"Then the this-little-bit-if-you-play-it-backwards stuff. As I say, nine times out of ten it's really nothing. Take the end of Sgt. Pepper, that backward thing, 'We'll fuck you like Supermen.' Some fans came around to my door giggling. I said, 'Hello, what do you want?' They said, 'Is it true, that bit at the end? Is it true? It says, "We'll fuck you like Supermen."' I said, 'No, you're kidding. I haven't heard it, but I'll play it.' It was just some piece of conversation that was recorded and turned backwards. But I went inside after I'd seen them and played it studiously, turned it backwards with my thumb against the motor, turned the motor off and did it backwards. And there it was, sure as anything, plain as anything. 'We'll fuck you like Supermen.' I thought, Jesus, what can you do?"
"We write songs. We know what we mean by them. But in a week someone else says something about it, says that it means that as well, and you can't deny it.
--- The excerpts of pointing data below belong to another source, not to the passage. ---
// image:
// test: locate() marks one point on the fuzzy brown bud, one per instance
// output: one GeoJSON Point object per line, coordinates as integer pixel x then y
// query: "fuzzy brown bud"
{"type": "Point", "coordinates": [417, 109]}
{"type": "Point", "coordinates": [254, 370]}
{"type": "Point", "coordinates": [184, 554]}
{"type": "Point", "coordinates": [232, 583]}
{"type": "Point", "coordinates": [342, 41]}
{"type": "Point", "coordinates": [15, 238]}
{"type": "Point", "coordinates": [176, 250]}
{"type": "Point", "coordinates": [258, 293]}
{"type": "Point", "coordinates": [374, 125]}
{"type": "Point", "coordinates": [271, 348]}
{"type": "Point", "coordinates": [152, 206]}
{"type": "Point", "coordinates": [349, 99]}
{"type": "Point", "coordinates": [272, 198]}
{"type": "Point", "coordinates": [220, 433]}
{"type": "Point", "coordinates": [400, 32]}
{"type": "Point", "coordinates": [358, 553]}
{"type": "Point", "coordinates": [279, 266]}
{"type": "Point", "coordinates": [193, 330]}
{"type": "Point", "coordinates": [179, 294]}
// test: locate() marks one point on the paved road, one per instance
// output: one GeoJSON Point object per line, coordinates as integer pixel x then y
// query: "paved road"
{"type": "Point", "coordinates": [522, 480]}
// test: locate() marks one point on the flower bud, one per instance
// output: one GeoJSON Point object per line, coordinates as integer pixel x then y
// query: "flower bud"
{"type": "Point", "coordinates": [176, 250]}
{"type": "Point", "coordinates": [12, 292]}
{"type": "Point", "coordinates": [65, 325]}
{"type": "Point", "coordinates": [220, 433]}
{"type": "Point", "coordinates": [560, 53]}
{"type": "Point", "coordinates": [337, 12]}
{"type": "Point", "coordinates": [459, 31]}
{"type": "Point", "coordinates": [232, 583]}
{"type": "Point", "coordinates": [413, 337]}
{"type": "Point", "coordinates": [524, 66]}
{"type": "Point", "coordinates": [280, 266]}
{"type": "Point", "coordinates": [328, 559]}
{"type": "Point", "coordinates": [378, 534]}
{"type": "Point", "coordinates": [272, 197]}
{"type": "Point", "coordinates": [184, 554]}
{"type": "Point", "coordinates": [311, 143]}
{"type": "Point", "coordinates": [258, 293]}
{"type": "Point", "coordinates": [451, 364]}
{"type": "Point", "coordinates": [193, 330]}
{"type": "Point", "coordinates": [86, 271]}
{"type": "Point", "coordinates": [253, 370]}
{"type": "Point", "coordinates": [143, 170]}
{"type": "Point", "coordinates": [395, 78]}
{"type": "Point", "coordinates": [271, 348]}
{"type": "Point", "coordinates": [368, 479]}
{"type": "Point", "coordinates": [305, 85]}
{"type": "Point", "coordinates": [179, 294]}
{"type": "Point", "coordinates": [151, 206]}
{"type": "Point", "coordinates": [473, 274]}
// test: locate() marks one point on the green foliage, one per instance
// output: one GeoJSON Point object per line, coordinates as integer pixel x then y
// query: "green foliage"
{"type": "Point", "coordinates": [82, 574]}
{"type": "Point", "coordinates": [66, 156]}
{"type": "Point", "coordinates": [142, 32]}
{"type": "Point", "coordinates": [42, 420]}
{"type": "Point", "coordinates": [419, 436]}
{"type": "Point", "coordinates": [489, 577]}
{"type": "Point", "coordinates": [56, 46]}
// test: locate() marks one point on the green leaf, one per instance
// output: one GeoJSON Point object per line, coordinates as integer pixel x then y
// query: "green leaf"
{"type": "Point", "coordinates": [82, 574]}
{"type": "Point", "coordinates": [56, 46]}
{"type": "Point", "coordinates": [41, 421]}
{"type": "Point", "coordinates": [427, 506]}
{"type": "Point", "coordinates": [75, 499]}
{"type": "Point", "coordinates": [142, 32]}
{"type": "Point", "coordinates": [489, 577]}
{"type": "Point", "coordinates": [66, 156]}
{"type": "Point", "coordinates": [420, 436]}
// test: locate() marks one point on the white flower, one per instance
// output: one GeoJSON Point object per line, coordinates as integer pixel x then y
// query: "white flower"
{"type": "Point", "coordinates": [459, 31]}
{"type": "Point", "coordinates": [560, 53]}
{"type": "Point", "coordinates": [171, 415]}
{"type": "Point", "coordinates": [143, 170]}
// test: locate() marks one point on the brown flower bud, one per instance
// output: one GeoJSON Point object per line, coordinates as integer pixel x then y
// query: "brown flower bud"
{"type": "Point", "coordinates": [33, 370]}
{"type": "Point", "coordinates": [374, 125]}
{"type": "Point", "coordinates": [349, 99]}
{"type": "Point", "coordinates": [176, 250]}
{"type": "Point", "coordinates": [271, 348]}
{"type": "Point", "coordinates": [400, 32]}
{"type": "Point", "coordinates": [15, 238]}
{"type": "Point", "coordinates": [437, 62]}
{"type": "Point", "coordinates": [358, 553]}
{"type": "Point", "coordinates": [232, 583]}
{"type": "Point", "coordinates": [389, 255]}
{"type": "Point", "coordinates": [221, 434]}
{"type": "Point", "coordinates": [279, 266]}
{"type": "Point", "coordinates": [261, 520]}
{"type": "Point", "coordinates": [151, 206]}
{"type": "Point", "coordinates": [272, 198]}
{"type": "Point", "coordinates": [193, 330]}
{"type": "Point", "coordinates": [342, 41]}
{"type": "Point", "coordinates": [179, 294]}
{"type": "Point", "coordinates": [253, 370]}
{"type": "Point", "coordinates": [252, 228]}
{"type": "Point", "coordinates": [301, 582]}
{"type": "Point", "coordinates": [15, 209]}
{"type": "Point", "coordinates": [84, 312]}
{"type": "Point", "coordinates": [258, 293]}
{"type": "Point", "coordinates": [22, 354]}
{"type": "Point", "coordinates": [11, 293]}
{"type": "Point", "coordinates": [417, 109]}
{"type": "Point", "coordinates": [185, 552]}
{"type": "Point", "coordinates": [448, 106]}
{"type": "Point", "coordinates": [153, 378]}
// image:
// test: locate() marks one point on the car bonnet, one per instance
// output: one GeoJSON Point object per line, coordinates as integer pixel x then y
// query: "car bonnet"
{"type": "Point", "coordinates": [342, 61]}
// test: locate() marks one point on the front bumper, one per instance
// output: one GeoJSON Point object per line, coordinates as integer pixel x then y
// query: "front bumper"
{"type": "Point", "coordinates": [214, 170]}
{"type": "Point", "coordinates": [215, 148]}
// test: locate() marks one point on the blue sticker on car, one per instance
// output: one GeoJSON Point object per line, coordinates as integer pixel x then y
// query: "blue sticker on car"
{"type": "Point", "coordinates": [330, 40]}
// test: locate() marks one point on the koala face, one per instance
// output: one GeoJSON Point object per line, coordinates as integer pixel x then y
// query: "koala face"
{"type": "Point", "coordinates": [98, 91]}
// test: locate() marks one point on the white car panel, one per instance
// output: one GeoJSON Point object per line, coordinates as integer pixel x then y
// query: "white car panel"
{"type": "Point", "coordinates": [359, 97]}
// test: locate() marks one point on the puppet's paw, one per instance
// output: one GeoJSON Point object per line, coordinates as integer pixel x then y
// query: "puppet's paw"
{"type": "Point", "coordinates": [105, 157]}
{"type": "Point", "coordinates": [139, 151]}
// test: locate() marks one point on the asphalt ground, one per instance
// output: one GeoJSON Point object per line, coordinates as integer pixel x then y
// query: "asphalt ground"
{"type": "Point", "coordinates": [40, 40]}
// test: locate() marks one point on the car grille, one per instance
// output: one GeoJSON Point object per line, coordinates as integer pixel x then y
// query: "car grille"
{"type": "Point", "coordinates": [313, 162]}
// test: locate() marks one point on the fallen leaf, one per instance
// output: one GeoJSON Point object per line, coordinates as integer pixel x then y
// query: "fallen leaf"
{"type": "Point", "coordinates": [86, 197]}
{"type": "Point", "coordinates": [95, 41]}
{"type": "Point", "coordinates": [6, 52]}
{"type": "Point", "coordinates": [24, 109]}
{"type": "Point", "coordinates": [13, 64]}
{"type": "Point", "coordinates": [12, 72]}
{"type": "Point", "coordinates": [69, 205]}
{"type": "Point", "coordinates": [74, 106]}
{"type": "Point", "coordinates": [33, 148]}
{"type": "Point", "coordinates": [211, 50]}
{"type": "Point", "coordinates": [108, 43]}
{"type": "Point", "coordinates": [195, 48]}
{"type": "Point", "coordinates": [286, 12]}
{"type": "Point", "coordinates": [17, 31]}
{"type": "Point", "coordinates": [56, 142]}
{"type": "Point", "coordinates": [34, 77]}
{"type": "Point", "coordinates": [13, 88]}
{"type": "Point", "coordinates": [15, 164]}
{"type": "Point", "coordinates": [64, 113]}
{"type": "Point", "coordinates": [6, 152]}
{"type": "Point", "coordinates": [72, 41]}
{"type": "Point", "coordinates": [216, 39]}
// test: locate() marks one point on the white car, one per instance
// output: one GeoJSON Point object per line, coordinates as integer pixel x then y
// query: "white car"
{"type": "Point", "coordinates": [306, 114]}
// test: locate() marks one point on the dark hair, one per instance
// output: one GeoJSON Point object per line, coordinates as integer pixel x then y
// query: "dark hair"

Things take on millions of meanings. I don't understand it.
"A fantastic example is the inner track on the back of Sgt. Pepper that plays for hours if your automatic doesn't cut off. It's like a mantra in Yoga and the meaning changes and it all becomes dissociated from what it is saying.
"You get a pure buzz after a while because it's so boring it ceases to mean anything."